This week is National Vegetarian Week in the UK and I thought I’d write a little bit about what it means to me to be vegetarian, and how it links to my writing.
I was seventeen when I decided to be vegetarian. I had wanted to for years and years before that but my mum had a real aversion to the idea, given that I did not eat vegetables. I hated them. I dreaded Sunday lunch purely because of the veg I’d be given to eat – I actually liked the meat, so turning veggie has not been a matter of taste for me.
I used to try and come up with imaginative ways to make it looks like I’d eaten my vegetables: squashing them and hiding them under my knife and fork; filling my mouth with them, excusing myself and spitting them into the toilet; once – just once – I thought I could get away with tipping the contents of my plate into a wastepaper bin. Incredibly, this cunning ruse didn’t work. Apparently this was not the usual place to dispose of food waste.
Anyway, I gradually grew up and my tastes changed, and of course I became more vehemently opinionated as all good teenagers are. Still, it took me to the age of seventeen to finally make that leap into vegetarianism – but I haven’t looked back. It seems that it was always destined to be tied up with my writing as well, as the place where I made this decision was Lumb Bank – the beautiful Yorkshire writing centre which once was Ted Hughes‘ home and now belongs to the Arvon Foundation. My A-level teacher said to me: I’m surprised you’re not vegetarian” and I thought I’m also surprised I’m not vegetarian (or something to that effect). I arrived home at the end of the week determined to be a writer, and determined to be a vegetarian. Unfortunately Mum had already prepared me a lunch – ham sandwiches. I ate these as it seemed rude not to but that is the last time I ate meat.
Now I have two children, who are vegetarian – well, fish-eating-non-meat-eaters to be precise. My husband is not vegetarian so this seems a good compromise. It does also make life easier when it comes to kids’ parties, which is poor reasoning, I know – or at least not particularly principled.
I want them to have the choice to eat meat – as opposed to the choice not to – when they are old enough to understand what it’s all about. Obviously I hope they choose not to but that’s got to be up to them.
It can be quite annoying being vegetarian. It’s one of those things which people pick up on and for some reason make a big deal about, when you have no intention of making a big deal out of them eating meat (even though you probably feel more strongly about that). From the very amusing ‘what if vegetables have feelings too?’ to the equally hilarious ‘If God didn’t want us to eat animals, he wouldn’t have made them out of meat’. I was pleased to see Sara Pascoe putting this in Room 101 the other week.
There are also people who want to have an argument with you about it – again, usually when you’re not in the slightest trying to justify your choice.
Often they say people have always eaten meat, and we are designed to do so. Yes, in the past people did eat meat as a matter of course. Yes, we were hunter-gatherers. However, people were also – at various times, and amongst other things – witch-hunters, superstitious and cave-dwellers; in the past people thought the world was flat, and that the slave trade was thoroughly acceptable.
My point here is that the human race has progressed – in some ways at least – so arguing for something just because it’s something people used to do is pointless.
I still have a way to go. I am not vegan, although my beliefs lead me to the conclusion that I should be. I also own some leather boots; again if I am really being true to my beliefs, I shouldn’t wear leather. So I’m not trying to say I’m perfect, by any means. Just that I am vegetarian because I want to be, and I prefer not to have people giving me a hard time because of it.
Vegetarianism is a very strong theme in Writing the Town Read. Jamie is a character with strong opinions, including about being vegetarian. Friends and family see a lot of me in the things she has to say. And it’s true that I was inspired in part by being a vegetarian who has moved to a rural community and feeling a bit like a fish out of water. I really hope I’m not quite as annoying as Jamie can be, though… I am equally as opinionated but I try to keep a lid on it, aside from annoying my husband with the odd rant.
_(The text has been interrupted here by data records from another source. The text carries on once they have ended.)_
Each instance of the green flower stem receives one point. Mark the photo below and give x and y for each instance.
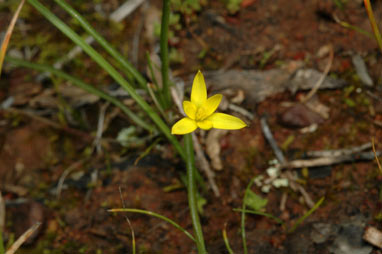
(373, 23)
(82, 85)
(127, 67)
(111, 70)
(164, 53)
(243, 234)
(191, 190)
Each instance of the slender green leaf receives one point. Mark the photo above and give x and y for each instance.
(111, 70)
(164, 52)
(83, 85)
(126, 66)
(132, 210)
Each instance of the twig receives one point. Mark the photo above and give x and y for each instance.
(326, 161)
(16, 245)
(127, 219)
(100, 127)
(2, 214)
(322, 78)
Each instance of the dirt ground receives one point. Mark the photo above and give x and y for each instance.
(51, 170)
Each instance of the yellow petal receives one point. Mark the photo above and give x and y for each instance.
(205, 125)
(225, 121)
(199, 90)
(212, 104)
(190, 109)
(183, 126)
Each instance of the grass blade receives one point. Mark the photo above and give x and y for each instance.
(260, 213)
(85, 86)
(126, 66)
(243, 234)
(111, 70)
(8, 34)
(16, 245)
(132, 210)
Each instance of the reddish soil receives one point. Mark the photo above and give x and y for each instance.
(35, 153)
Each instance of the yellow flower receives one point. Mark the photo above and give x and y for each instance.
(200, 111)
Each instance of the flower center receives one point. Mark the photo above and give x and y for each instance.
(201, 114)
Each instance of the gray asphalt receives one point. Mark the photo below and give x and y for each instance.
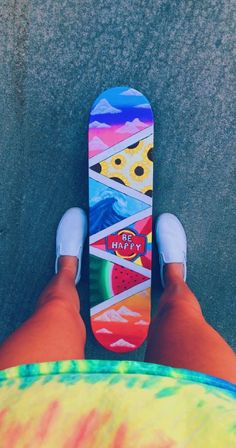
(57, 57)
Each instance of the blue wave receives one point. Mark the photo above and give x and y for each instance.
(103, 215)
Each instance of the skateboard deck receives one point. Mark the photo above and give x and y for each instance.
(120, 217)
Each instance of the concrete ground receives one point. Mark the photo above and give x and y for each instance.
(58, 56)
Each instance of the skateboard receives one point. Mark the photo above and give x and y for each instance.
(120, 155)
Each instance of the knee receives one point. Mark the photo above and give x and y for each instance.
(180, 308)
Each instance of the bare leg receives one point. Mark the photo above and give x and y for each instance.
(179, 336)
(56, 330)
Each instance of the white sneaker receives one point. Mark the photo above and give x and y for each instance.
(172, 242)
(71, 233)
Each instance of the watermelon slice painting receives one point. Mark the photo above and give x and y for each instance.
(120, 159)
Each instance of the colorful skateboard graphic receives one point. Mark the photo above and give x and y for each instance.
(120, 217)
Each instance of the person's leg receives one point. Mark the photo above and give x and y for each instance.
(56, 330)
(179, 336)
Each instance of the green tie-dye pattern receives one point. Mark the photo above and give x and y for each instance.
(125, 393)
(167, 391)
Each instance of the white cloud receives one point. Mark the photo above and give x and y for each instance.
(97, 124)
(104, 107)
(144, 106)
(131, 127)
(131, 92)
(96, 143)
(111, 316)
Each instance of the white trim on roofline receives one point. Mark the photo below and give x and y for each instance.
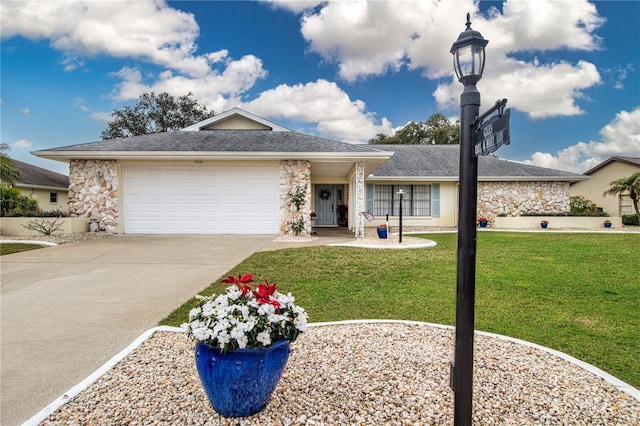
(230, 113)
(373, 178)
(213, 155)
(43, 187)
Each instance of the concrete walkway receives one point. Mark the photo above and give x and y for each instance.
(66, 310)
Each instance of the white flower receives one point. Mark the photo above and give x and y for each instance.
(275, 318)
(237, 320)
(266, 309)
(208, 309)
(193, 314)
(234, 292)
(264, 338)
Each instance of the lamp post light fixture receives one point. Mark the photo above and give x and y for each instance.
(468, 59)
(401, 194)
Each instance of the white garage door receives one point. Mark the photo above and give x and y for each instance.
(201, 199)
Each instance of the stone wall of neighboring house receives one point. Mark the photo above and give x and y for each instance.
(294, 174)
(516, 198)
(93, 191)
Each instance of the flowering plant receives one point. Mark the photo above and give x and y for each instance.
(244, 317)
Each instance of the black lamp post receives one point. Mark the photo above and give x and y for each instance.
(468, 60)
(401, 194)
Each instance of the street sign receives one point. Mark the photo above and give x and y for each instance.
(492, 134)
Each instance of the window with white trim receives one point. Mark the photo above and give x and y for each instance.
(626, 205)
(416, 200)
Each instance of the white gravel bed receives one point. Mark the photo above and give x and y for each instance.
(364, 374)
(58, 238)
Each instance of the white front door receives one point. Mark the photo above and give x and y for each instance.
(231, 198)
(326, 205)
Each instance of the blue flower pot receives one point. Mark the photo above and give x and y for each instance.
(240, 383)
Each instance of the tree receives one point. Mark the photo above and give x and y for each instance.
(154, 114)
(626, 186)
(437, 130)
(8, 172)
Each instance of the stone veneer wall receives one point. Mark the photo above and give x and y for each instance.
(93, 192)
(516, 198)
(294, 173)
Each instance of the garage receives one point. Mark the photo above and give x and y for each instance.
(229, 198)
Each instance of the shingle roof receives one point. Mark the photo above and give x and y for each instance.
(634, 161)
(37, 176)
(442, 161)
(219, 141)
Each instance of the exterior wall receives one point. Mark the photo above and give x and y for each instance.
(593, 188)
(93, 192)
(42, 195)
(448, 216)
(12, 226)
(294, 174)
(238, 123)
(515, 198)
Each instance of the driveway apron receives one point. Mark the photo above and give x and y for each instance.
(67, 310)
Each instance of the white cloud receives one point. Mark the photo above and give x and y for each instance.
(135, 29)
(619, 138)
(371, 38)
(296, 6)
(324, 103)
(101, 118)
(80, 104)
(23, 143)
(217, 90)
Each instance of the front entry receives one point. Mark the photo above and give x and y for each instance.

One of the other themes I have tried to communicate is how things are rarely black-and-white. Simon, Jamie’s brother’s friend, is a farmer and she is very critical of him, almost overlooking the fact that he is one of her greatest allies.
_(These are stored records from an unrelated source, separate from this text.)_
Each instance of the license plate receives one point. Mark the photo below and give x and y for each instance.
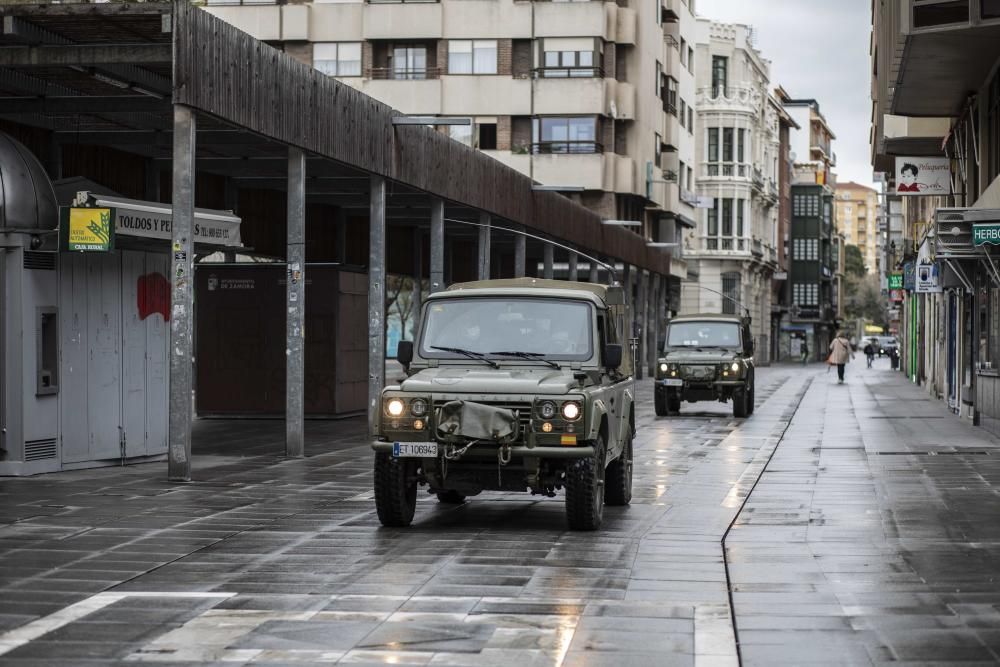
(414, 449)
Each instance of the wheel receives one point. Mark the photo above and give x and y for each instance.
(618, 477)
(660, 403)
(740, 403)
(584, 490)
(450, 497)
(395, 490)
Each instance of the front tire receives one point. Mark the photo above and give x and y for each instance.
(395, 491)
(618, 477)
(585, 490)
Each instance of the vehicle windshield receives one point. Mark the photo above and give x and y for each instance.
(548, 328)
(703, 334)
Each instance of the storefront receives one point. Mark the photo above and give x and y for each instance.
(86, 332)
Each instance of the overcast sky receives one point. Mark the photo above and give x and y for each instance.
(817, 50)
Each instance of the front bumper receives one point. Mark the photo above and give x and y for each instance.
(575, 452)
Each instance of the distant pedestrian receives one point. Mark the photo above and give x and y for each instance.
(869, 353)
(840, 355)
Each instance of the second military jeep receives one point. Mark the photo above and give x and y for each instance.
(512, 385)
(706, 358)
Looking Past features Sarah, also a vegetarian, and the main characters in my new book are also veggie. I think I will continue this tradition throughout my writing career. However, rather than making it a big deal – as with Jamie – it will just be another aspect of each character. I just can’t imagine describing my heroes and heroines as meat-eaters.
Now I can see I’ve gone on much more than I meant to, and probably more than I should have, but believe me I could have said much more…
If you’ve read to this point, thank you – whether herbivore, carnivore or omnivore.
I wish you all a happy National Vegetarian Week!